In any event you should have some reason for tossing out data. That it doesn't look like it fits isn't a good enough reason.

If you have known kinds of errors in the data such as electronic glitches or the coordinates get switched occasionally, then rather than tossing out points you might want to try "robust regression" techniques which reduces the weight of extreme data points (although that's a bit over-generalizing). This goes back to consulting with a statistician.

One of several possibilities with Mathematica is NOT to toss the data but rather give the extreme points less weight in the fitting process.

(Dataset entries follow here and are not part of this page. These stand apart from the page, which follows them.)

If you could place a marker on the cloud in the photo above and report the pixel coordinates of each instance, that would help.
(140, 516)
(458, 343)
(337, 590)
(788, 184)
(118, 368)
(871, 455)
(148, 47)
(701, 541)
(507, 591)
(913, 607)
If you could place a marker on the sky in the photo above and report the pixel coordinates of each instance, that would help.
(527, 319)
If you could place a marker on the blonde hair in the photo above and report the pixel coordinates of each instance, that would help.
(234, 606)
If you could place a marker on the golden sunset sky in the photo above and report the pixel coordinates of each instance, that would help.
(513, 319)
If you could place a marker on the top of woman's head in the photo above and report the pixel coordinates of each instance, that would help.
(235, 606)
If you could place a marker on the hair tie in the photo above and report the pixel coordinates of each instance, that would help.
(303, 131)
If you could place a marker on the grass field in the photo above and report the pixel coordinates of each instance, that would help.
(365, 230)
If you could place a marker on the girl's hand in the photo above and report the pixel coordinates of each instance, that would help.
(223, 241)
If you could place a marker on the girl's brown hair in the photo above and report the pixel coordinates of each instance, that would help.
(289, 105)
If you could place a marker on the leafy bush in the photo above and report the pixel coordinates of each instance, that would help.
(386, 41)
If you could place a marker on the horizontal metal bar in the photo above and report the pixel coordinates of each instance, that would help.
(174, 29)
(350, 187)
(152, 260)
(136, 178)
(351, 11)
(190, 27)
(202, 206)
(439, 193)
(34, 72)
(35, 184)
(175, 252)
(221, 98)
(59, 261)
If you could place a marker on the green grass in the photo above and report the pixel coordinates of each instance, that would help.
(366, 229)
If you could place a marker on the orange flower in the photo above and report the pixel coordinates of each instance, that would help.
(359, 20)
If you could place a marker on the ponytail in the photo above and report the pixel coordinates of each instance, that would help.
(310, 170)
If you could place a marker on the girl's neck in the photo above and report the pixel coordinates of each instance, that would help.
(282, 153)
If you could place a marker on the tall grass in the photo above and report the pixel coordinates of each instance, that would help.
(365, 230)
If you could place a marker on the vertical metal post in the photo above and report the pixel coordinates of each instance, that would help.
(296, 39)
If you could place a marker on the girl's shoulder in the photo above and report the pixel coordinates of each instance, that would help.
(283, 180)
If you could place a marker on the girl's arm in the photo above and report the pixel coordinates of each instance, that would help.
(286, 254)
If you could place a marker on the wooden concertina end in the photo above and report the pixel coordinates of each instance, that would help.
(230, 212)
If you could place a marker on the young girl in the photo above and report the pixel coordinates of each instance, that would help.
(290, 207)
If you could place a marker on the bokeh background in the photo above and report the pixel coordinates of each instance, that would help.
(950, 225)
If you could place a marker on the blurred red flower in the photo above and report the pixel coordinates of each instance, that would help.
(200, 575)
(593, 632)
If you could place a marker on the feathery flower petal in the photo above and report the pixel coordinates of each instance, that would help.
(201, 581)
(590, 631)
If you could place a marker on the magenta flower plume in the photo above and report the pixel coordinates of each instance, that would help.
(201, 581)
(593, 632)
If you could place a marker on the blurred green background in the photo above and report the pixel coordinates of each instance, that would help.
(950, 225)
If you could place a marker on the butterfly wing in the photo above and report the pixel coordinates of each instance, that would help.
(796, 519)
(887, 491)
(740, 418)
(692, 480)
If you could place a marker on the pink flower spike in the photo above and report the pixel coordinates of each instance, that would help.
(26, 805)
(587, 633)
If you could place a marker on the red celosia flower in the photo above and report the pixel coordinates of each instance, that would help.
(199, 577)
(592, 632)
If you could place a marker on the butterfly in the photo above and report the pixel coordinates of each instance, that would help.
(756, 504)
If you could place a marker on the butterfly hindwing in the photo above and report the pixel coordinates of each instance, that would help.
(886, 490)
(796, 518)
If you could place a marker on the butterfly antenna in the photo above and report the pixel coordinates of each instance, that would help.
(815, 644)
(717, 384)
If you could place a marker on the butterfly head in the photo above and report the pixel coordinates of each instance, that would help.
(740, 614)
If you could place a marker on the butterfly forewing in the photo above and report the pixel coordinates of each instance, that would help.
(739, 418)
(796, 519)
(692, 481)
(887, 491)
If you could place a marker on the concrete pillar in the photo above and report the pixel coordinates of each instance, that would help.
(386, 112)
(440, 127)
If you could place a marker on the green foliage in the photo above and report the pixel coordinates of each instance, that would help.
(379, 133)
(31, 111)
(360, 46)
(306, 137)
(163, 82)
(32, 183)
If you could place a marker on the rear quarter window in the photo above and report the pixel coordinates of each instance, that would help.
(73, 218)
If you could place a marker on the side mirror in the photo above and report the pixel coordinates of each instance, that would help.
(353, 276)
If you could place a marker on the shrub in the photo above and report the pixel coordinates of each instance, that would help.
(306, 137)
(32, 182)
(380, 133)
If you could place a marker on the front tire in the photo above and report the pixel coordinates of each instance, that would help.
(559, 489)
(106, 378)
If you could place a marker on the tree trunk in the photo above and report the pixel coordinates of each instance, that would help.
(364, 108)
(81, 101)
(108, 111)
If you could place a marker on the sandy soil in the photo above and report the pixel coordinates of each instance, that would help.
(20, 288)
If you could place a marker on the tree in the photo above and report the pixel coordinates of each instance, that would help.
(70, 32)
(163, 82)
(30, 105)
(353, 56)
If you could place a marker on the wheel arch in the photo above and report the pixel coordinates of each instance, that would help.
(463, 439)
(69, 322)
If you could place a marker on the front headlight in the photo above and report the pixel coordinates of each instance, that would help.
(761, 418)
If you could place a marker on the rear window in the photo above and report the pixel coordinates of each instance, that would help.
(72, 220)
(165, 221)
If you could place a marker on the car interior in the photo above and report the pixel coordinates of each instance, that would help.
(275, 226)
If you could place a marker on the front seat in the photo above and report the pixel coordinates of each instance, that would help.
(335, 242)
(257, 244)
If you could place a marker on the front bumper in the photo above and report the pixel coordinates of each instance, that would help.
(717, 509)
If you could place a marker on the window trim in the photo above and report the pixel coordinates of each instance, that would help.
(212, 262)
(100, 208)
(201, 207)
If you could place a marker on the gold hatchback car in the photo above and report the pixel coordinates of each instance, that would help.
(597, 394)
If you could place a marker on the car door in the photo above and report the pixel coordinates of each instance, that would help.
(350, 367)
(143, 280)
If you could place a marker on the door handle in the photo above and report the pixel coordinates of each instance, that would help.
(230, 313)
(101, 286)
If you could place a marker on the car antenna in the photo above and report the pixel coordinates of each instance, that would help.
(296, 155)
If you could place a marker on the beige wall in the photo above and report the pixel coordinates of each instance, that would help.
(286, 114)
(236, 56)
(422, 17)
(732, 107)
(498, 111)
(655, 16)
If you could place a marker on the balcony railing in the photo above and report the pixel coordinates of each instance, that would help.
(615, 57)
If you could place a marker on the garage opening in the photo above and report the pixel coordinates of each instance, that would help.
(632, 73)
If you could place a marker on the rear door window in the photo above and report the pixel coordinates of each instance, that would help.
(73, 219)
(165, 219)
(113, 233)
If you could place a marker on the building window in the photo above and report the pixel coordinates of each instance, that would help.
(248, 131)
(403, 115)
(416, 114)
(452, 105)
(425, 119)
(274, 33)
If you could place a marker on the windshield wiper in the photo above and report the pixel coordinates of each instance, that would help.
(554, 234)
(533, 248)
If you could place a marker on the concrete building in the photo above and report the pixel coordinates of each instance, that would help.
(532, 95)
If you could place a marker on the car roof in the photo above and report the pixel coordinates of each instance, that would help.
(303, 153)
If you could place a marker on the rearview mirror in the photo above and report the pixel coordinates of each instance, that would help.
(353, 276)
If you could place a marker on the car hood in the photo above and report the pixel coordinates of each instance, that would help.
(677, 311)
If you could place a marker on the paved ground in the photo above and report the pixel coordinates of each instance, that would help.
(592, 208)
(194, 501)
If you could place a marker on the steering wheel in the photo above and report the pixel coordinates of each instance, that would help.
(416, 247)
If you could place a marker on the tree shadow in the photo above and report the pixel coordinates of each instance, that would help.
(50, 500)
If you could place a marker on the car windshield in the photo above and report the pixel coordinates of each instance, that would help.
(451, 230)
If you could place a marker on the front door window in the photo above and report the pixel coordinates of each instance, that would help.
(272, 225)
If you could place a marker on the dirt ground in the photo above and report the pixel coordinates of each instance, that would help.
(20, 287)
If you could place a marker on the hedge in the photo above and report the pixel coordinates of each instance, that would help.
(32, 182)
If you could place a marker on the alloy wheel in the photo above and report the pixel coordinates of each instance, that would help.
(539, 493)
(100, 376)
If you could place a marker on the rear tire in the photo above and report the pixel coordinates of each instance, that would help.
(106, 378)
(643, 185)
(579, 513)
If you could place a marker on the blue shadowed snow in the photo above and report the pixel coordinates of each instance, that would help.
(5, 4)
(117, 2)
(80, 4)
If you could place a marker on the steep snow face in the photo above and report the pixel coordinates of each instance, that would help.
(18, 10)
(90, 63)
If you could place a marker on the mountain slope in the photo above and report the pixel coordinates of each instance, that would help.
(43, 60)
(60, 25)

data = {{311., 191.}, {324.5, 374.5}, {357., 436.5}, {328., 730.5}, {333., 1196.}, {334., 1552.}, {344., 1827.5}}; sol0 = FindFit[data, a + b x, {a, b}, x] (* {a -> -4473.5, b -> 16.1366} *) sol1 = FindFit[data, a + b x, {a, b}, x, NormFunction -> {"HuberPenalty", 0.1}] (* {a -> -14014.8, b -> 45.6779} *) Show[ListPlot[data], Plot[{a + b x /. sol0, a + b x /. sol1}, {x, Min[data[[All, 1]]], Max[data[[All, 1]]]}, PlotLegends -> {"Regular linear regression", "Linear regression with a Huber penalty"}]] 

Data and fits

Using your original scaling:

Show[ListPlot[data, PlotRange -> {{300, 1000}, Automatic}], Plot[{a + b x /. sol0, a + b x /. sol1}, {x, Min[data[[All, 1]]], Max[data[[All, 1]]]}, PlotLegends -> {"Regular linear regression", "Linear regression with a Huber penalty"}]] 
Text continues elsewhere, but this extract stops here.